Jean Thiffault, président de l'Association québécoise des pharmaciens propriétaires (AQPP).

Ramener le professionnel au coeur de l'action

Lorsque les pharmaciens du Québec comparent leur pratique avec celle des autres pharmaciens au Canada ou ailleurs dans le monde, ils trouvent qu'il y a encore des trous à combler pour qu'ils puissent jouer un rôle plus important dans le système de santé comme intervenant de première ligne.
Selon Jean Thiffault, président de l'Association québécoise des pharmaciens propriétaires, malgré certaines améliorations et les nouvelles activités permises avec l'adoption de la loi 41 en 2015, il y a encore de nombreux pas à franchir pour un travail interprofessionnel permettant aux pharmaciens de devenir une ressource fondamentale dans le système de santé publique.
Il donne l'exemple de la vaccination contre la grippe. Ailleurs au pays, les pharmaciens vaccinent la clientèle alors qu'ici, on ne le fait pas. Dans les pharmacies, on embauche des infirmières à quelques moments précis pour faire le travail, les plages horaires se remplissent en un rien de temps. Le taux de vaccination au Québec demeure plus faible que celui en Ontario où les pharmaciens sont mis à contribution.
Activités cliniques
«En Angleterre, les pharmaciens font des activités cliniques qui ne demandent pas l'expertise d'un médecin.

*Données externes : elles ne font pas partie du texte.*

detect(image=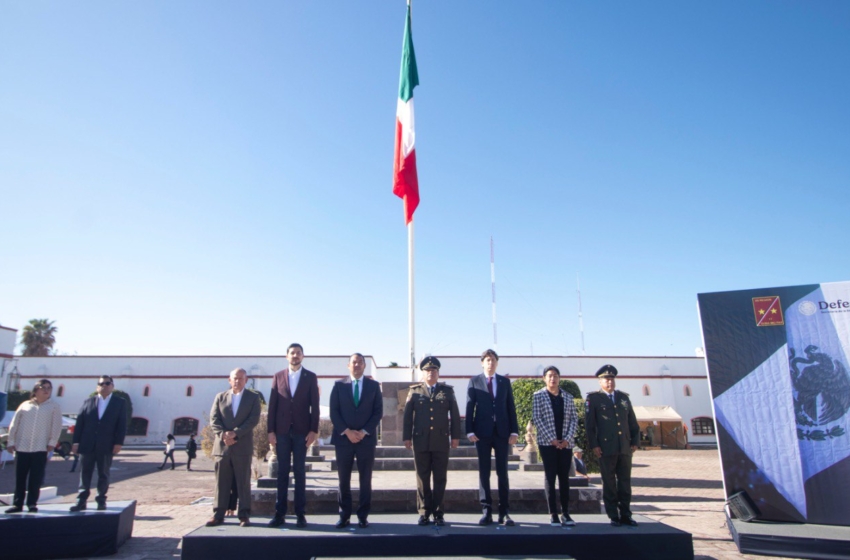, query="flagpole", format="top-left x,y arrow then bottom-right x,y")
407,219 -> 416,381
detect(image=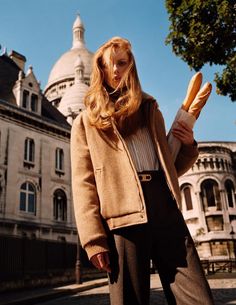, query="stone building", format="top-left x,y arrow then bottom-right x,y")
0,16 -> 93,243
0,51 -> 77,243
180,142 -> 236,260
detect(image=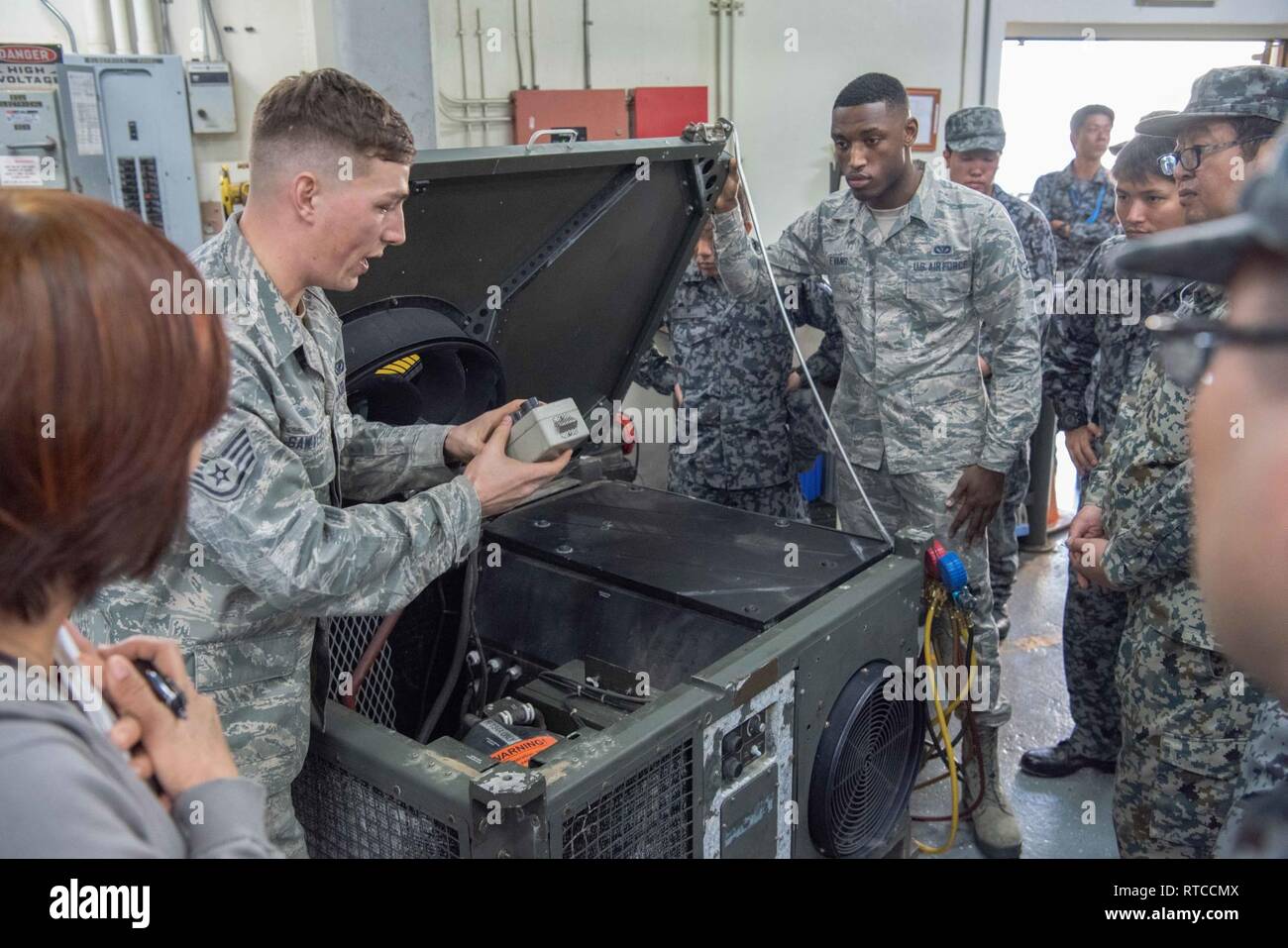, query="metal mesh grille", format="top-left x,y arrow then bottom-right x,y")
330,616 -> 394,729
291,754 -> 461,859
563,741 -> 693,859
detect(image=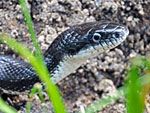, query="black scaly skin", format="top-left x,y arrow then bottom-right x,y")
0,22 -> 128,94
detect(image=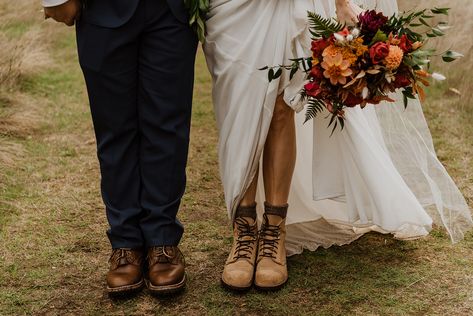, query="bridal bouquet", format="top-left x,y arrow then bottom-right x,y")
261,8 -> 462,132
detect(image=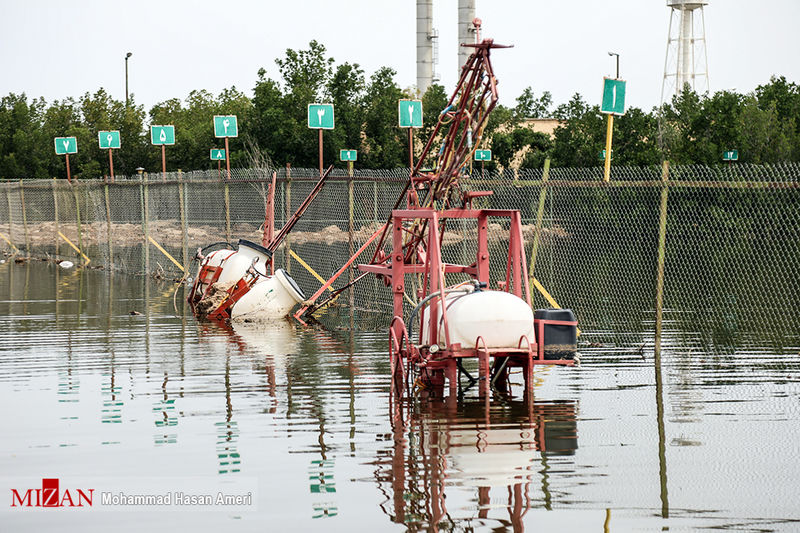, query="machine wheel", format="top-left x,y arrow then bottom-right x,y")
389,317 -> 410,396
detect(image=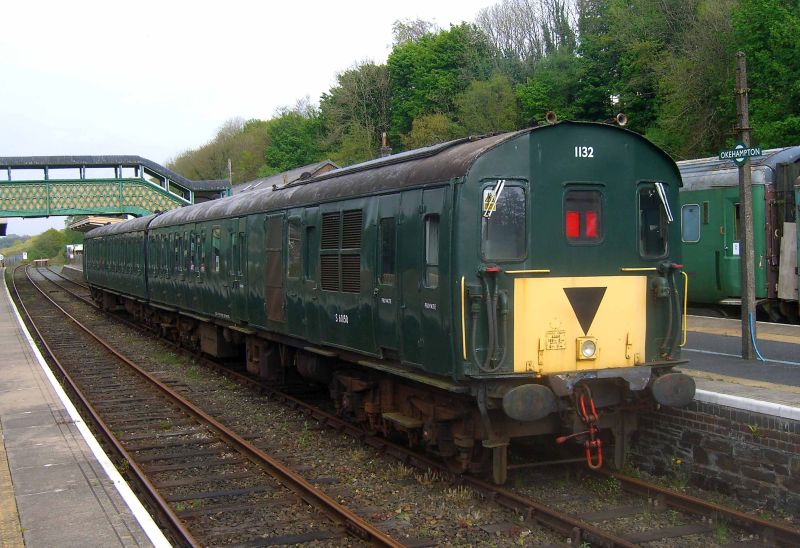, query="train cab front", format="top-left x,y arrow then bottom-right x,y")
462,125 -> 695,480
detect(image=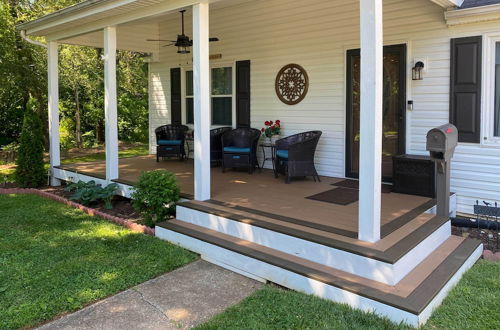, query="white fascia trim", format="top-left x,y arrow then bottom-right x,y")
46,0 -> 200,40
431,0 -> 464,8
17,0 -> 137,35
444,4 -> 500,26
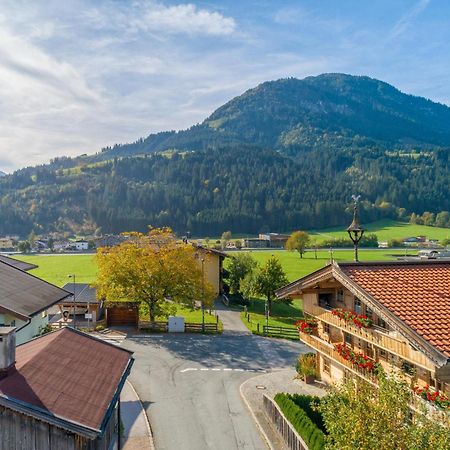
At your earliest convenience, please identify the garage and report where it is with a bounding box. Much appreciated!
[106,302,139,328]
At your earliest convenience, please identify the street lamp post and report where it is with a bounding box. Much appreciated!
[69,274,77,330]
[201,258,205,333]
[347,195,365,262]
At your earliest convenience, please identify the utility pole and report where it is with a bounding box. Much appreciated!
[69,274,77,330]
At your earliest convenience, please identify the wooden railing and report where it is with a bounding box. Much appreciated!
[257,323,299,339]
[138,320,219,333]
[300,333,377,384]
[263,394,309,450]
[303,302,434,370]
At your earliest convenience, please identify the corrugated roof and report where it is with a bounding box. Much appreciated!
[63,283,100,303]
[0,255,37,271]
[339,262,450,357]
[0,262,70,317]
[0,328,133,430]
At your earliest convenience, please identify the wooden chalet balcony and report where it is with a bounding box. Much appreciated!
[300,333,377,384]
[303,302,434,370]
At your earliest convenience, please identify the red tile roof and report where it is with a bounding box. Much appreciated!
[339,261,450,357]
[0,328,133,430]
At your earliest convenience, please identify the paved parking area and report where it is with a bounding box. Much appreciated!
[122,330,306,450]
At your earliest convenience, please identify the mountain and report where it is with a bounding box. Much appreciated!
[101,74,450,162]
[0,74,450,236]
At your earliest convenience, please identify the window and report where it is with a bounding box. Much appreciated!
[323,358,331,375]
[344,333,353,346]
[401,361,416,376]
[319,292,333,309]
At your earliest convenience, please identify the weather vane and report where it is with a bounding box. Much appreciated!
[347,194,364,262]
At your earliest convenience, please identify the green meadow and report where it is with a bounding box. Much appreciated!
[310,219,450,242]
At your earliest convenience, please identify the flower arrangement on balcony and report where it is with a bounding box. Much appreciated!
[334,342,381,372]
[331,308,372,328]
[413,384,450,410]
[294,319,318,334]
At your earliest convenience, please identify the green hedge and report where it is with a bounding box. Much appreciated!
[274,393,325,450]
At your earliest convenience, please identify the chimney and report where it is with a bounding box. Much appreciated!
[0,327,16,379]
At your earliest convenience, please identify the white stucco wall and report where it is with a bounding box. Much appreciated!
[0,313,48,345]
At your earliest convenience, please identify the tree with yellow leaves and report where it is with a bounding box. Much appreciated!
[95,228,214,322]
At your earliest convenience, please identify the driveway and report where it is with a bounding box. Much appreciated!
[122,324,306,450]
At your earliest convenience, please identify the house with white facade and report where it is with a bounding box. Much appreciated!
[0,259,71,344]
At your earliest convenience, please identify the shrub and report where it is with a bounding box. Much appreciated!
[275,393,325,450]
[296,353,317,376]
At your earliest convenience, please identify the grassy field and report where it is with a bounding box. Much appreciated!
[15,255,220,323]
[310,219,450,242]
[241,298,303,333]
[234,249,413,281]
[19,255,97,286]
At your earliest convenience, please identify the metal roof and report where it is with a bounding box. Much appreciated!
[0,327,134,437]
[63,283,101,303]
[0,255,38,271]
[0,262,70,318]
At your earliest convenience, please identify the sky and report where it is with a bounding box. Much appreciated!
[0,0,450,172]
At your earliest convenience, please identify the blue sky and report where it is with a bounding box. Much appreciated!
[0,0,450,172]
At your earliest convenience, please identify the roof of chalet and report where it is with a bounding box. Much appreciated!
[0,327,134,437]
[0,261,70,318]
[192,244,230,258]
[0,255,38,272]
[63,283,101,303]
[277,261,450,358]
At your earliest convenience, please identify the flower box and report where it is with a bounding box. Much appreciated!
[413,384,450,410]
[334,343,381,372]
[331,308,372,328]
[294,320,318,334]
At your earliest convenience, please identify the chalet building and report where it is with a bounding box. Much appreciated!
[0,258,70,344]
[277,261,450,394]
[192,244,228,295]
[58,283,103,327]
[0,327,134,450]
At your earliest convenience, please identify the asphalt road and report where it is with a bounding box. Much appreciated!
[122,330,306,450]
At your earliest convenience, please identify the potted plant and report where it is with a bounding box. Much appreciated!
[297,353,317,384]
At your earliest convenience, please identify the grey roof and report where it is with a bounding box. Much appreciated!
[0,261,70,318]
[0,255,37,271]
[63,283,100,303]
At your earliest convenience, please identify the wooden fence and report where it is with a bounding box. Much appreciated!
[263,394,309,450]
[139,320,219,333]
[257,324,300,339]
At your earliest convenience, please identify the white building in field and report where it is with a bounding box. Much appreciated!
[0,258,71,344]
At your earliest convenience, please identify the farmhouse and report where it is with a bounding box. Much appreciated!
[277,261,450,400]
[0,259,70,343]
[192,244,228,295]
[0,327,133,450]
[58,283,103,327]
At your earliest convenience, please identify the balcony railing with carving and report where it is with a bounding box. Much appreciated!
[304,303,434,370]
[300,333,378,383]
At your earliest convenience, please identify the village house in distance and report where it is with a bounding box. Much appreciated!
[277,261,450,393]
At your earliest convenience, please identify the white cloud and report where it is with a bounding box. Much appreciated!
[136,3,237,36]
[389,0,431,39]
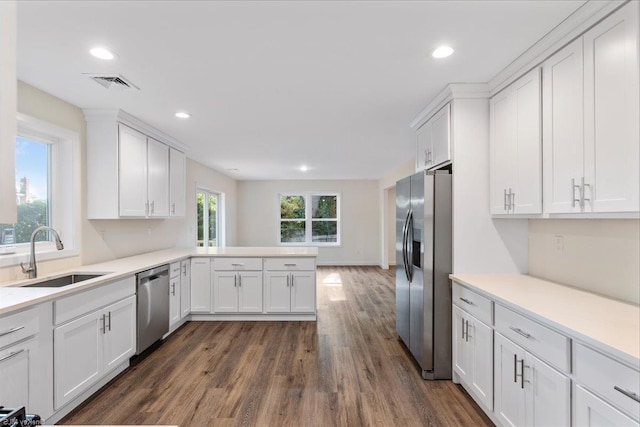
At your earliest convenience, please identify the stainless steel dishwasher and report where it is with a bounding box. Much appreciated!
[136,265,169,354]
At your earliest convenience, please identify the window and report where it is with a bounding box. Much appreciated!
[0,114,79,266]
[196,188,224,247]
[279,193,340,246]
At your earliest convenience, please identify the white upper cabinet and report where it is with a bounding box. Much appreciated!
[490,68,542,215]
[169,148,187,217]
[584,1,640,212]
[543,2,640,217]
[416,104,451,172]
[84,109,186,219]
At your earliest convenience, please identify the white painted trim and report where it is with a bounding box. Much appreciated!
[409,83,489,129]
[488,0,628,96]
[189,313,317,322]
[82,108,189,153]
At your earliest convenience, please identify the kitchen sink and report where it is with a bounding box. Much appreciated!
[23,273,105,288]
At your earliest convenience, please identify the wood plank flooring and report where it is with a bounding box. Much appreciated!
[60,267,492,426]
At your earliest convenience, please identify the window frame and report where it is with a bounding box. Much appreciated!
[276,191,342,247]
[193,184,226,248]
[0,113,81,267]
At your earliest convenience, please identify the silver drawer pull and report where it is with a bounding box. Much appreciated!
[613,385,640,402]
[509,326,533,339]
[0,326,24,337]
[0,348,24,362]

C'est toute la population qui en bénéficie», avance M. Thiffault. «Il y a bien des situations dans lesquels les pharmaciens pourraient jouer un plus grand rôle, que ce soit pour le suivi des personnes diabétiques, des asthmatiques, même des personnes âgées avec l'analyse de leurs médicaments. Nous pourrions assurer la fidélité au traitement. En fin de compte, même si ces actions engendrent des coûts, au final ça couterait moins cher à l'État et les patients seraient mieux servis.
Au Québec, quelques groupes de médecine familiale (GMF) peuvent compter sur la participation d'un pharmacien dans l'organisation. Ce dernier est en lien direct avec le médecin pour la révision des prescriptions pour utiliser des médicaments plus efficaces ou ayant moins d'interaction avec les autres produits, l'ajustement des dosages, faire le ménage dans la série des médicaments chez les personnes âgées entre autres. 
L'interprofessionnalité ou le travail multidisciplinaire autour du patient s'avère un moyen efficace à tous les points de vue, estime M. Thiffault. Il affirme qu'il s'agit d'une voie d'avenir dans le système de santé en misant sur les expertises de chacun, autant pour l'efficacité que la pertinence des traitements.
Quant au virage de certaines bannières comme Familiprix qui abandonne le côté épicerie dans leurs établissements pour se consacrer au travail à l'officine en ajoutant les produits pour l'hygiène et les soins de base, M. Thiffault soutient que la réflexion est entamée et devra se poursuivre. Le pharmacien qui adhère à une bannière accepte aussi de se plier au concept commercial de la bannière. Cependant, il rappelle que 85 % du chiffre d'affaires de la pharmacie se fait dans la section pharmacie proprement dite.